Date: March 03, 2023

Paul Susca, who retired in August 2022 from NHDES, was awarded the Environmental Merit Award by USEPA. Paul had a three-decade career in state service that left an indelible mark on state efforts to protect drinking water resources. As an administrator in the state Drinking Water and Groundwater Bureau, Paul oversaw the Source Water Protection Grant Program, the Environmental Lab Accreditation Program, state private well initiatives, an education program focused on people's relationships with water as well as compliance and enforcement activities.

Smiling man in a blue shirt beside a sign for newly conserved land.
Paul Susca at the Surry Mountain conservation area, which permanently protects Keene's public water supply wells.

Paul's approach to working with other partners has helped "move the needle" when it comes to protecting drinking water. For example, Paul was a founding architect of the Salmon Falls Collaborative, an interstate partnership nationally recognized in 2012 by the Clean Water America Alliance. This collaborative includes USEPA, NHDES, the Maine Drinking Water Program, the University of New Hampshire, watershed communities and land trusts, all of which combine resources to protect the Salmon Falls River watershed.

Paul has also been a leader in New Hampshire's effort to conserve water supply lands. In 2017 he began an effort with New Hampshire's Drinking Water and Groundwater Trust Fund Commission to create the Source Water Protection Land Grant Program. His involvement was instrumental in the Commission’s decision to allocate over $5.5 million to conserve more than 11,500 acres of critical water supply lands.

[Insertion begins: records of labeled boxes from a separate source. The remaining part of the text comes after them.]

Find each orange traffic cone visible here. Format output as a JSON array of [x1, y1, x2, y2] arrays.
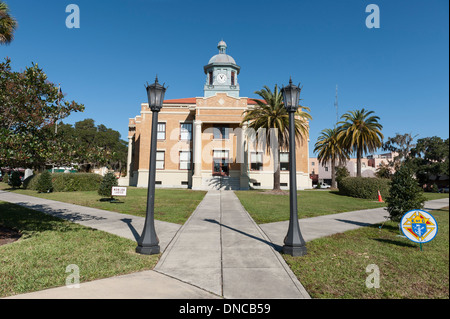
[[378, 190, 383, 203]]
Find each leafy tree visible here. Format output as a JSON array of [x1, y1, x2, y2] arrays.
[[36, 170, 53, 193], [336, 166, 350, 187], [241, 85, 311, 190], [314, 128, 350, 188], [0, 1, 17, 44], [407, 136, 449, 185], [8, 171, 22, 188], [383, 133, 417, 169], [98, 172, 118, 199], [0, 58, 84, 167], [338, 109, 383, 177], [375, 162, 392, 178], [386, 165, 425, 222]]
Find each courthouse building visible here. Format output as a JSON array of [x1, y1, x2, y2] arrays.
[[121, 41, 312, 189]]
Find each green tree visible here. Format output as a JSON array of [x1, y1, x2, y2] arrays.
[[36, 170, 53, 193], [338, 109, 383, 177], [241, 85, 312, 190], [314, 128, 350, 188], [386, 165, 425, 222], [0, 1, 17, 44], [0, 58, 84, 167], [98, 172, 118, 199], [407, 136, 449, 185], [383, 133, 417, 170]]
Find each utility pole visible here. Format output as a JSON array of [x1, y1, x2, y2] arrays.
[[334, 84, 339, 125]]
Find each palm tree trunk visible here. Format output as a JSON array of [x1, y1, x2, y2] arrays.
[[273, 148, 281, 190], [331, 159, 337, 188], [356, 149, 361, 177]]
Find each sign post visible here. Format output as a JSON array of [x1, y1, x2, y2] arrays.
[[400, 209, 438, 251]]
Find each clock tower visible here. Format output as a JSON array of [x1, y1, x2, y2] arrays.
[[203, 40, 241, 97]]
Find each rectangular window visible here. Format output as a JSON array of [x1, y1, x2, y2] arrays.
[[213, 125, 229, 140], [155, 151, 166, 169], [213, 150, 229, 159], [156, 122, 166, 140], [180, 123, 192, 141], [180, 151, 191, 169], [250, 152, 263, 171], [280, 152, 289, 171]]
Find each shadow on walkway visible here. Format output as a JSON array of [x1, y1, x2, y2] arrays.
[[204, 218, 283, 252]]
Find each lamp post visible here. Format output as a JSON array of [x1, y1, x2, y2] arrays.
[[136, 77, 166, 255], [281, 79, 306, 256]]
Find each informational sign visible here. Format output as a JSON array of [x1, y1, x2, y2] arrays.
[[111, 186, 127, 196], [400, 209, 438, 244]]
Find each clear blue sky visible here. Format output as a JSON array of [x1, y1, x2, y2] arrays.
[[0, 0, 449, 155]]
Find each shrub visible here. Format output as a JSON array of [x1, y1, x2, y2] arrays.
[[386, 165, 426, 222], [336, 166, 350, 188], [36, 171, 53, 193], [8, 171, 22, 188], [339, 177, 391, 199], [28, 173, 102, 192], [98, 172, 117, 198], [2, 172, 9, 184]]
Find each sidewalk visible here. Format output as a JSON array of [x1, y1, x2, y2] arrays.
[[0, 191, 449, 299]]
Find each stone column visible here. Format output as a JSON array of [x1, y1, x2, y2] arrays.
[[237, 124, 250, 190], [192, 120, 202, 189], [127, 136, 134, 178]]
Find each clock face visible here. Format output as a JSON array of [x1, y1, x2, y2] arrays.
[[217, 73, 227, 83]]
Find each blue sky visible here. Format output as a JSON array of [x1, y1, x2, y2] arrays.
[[0, 0, 449, 155]]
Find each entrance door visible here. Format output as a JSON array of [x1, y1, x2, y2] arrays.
[[212, 158, 230, 176]]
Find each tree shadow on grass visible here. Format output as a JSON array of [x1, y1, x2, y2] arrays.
[[371, 238, 417, 248]]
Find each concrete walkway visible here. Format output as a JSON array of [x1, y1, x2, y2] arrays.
[[155, 191, 309, 299], [0, 191, 449, 299]]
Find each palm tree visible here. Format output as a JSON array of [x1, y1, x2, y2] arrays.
[[314, 127, 350, 188], [241, 85, 312, 190], [0, 1, 17, 44], [337, 109, 383, 177]]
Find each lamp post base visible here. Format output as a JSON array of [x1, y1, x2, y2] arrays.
[[136, 245, 160, 255], [283, 245, 306, 257]]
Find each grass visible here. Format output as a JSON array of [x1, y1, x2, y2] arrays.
[[283, 207, 449, 299], [235, 190, 448, 224], [0, 183, 206, 224], [0, 202, 159, 297]]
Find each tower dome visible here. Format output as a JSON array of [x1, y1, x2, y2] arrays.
[[208, 40, 236, 64], [203, 40, 241, 97]]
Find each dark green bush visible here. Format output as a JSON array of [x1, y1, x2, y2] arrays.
[[386, 165, 425, 222], [98, 172, 118, 198], [36, 171, 53, 193], [28, 173, 102, 192], [8, 171, 22, 188], [339, 177, 391, 199], [336, 166, 350, 188]]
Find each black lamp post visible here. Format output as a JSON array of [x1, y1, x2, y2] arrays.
[[281, 79, 306, 256], [136, 77, 166, 255]]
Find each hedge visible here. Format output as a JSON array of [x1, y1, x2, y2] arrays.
[[23, 173, 102, 192], [339, 177, 391, 199]]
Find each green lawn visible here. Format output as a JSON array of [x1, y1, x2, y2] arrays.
[[235, 190, 448, 224], [0, 183, 206, 224], [0, 202, 159, 297], [283, 207, 449, 299]]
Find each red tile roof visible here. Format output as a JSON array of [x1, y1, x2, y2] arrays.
[[164, 97, 265, 105], [164, 97, 196, 104]]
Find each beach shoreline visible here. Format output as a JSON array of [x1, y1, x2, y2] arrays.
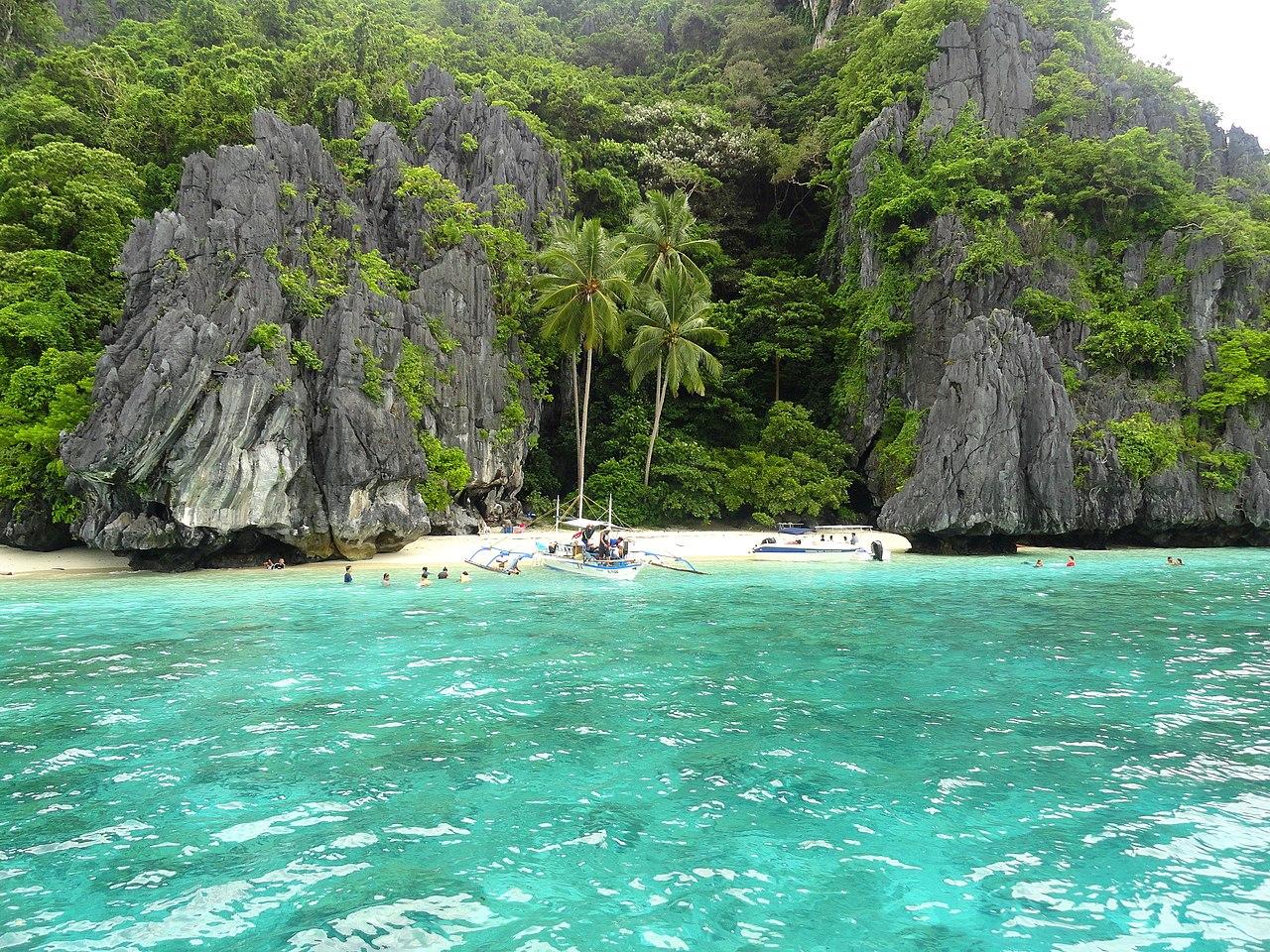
[[0, 528, 909, 581]]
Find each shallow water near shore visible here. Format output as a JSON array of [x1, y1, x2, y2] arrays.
[[0, 551, 1270, 952]]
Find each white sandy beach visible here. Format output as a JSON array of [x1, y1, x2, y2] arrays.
[[0, 530, 909, 581]]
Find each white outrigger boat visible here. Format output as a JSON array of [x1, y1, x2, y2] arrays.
[[749, 523, 890, 562], [464, 499, 704, 581]]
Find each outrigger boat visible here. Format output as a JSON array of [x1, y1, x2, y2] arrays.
[[464, 499, 704, 581], [463, 545, 534, 575], [535, 515, 704, 581]]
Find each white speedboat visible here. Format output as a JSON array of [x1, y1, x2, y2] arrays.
[[749, 525, 890, 562]]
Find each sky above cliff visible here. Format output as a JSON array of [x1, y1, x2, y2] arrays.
[[1114, 0, 1270, 146]]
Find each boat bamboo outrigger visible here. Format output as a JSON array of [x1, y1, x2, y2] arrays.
[[463, 545, 534, 575], [464, 496, 704, 581]]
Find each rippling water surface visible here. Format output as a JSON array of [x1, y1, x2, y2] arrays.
[[0, 552, 1270, 952]]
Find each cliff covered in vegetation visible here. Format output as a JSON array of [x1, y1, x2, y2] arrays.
[[830, 0, 1270, 547], [0, 0, 1270, 561]]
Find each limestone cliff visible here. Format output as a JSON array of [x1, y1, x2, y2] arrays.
[[63, 69, 564, 565], [831, 0, 1270, 548]]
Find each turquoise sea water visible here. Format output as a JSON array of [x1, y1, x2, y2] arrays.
[[0, 551, 1270, 952]]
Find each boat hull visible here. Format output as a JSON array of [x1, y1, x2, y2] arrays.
[[750, 544, 890, 562], [539, 554, 644, 581]]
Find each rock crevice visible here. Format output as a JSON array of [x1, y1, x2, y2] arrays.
[[63, 69, 566, 565]]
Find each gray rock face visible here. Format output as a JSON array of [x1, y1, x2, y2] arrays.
[[63, 76, 564, 563], [837, 0, 1270, 548], [881, 311, 1077, 536]]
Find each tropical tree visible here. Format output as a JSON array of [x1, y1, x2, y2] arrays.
[[625, 269, 727, 486], [626, 191, 718, 287], [535, 216, 631, 505]]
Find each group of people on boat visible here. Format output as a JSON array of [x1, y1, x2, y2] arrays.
[[566, 526, 631, 562]]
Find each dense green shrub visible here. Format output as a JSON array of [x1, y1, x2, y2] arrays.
[[419, 432, 472, 513], [1195, 327, 1270, 414], [246, 321, 287, 353], [393, 339, 437, 422], [1107, 414, 1184, 482]]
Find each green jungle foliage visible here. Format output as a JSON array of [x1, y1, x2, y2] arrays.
[[0, 0, 1270, 531]]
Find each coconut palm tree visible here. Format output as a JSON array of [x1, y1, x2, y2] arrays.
[[626, 191, 718, 287], [623, 268, 727, 486], [535, 216, 631, 505]]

Over his career, Paul has led a series of public health-related initiatives, including adoption of a lower arsenic standard in drinking water. In 2018, the legislature asked NHDES to determine the economic costs and health benefits of a more stringent standard. Paul solicited expert opinions from USEPA and NHDES health-risk assessors and hired health economists to monetize the costs. The findings were pivotal to policymakers' decision to cut the arsenic standard in half to 5 ppb. Reduction of state standards below federal standards was unprecedented in New Hampshire and Paul's work was central to his receiving NHDES’ Employee of the Year award in 2019.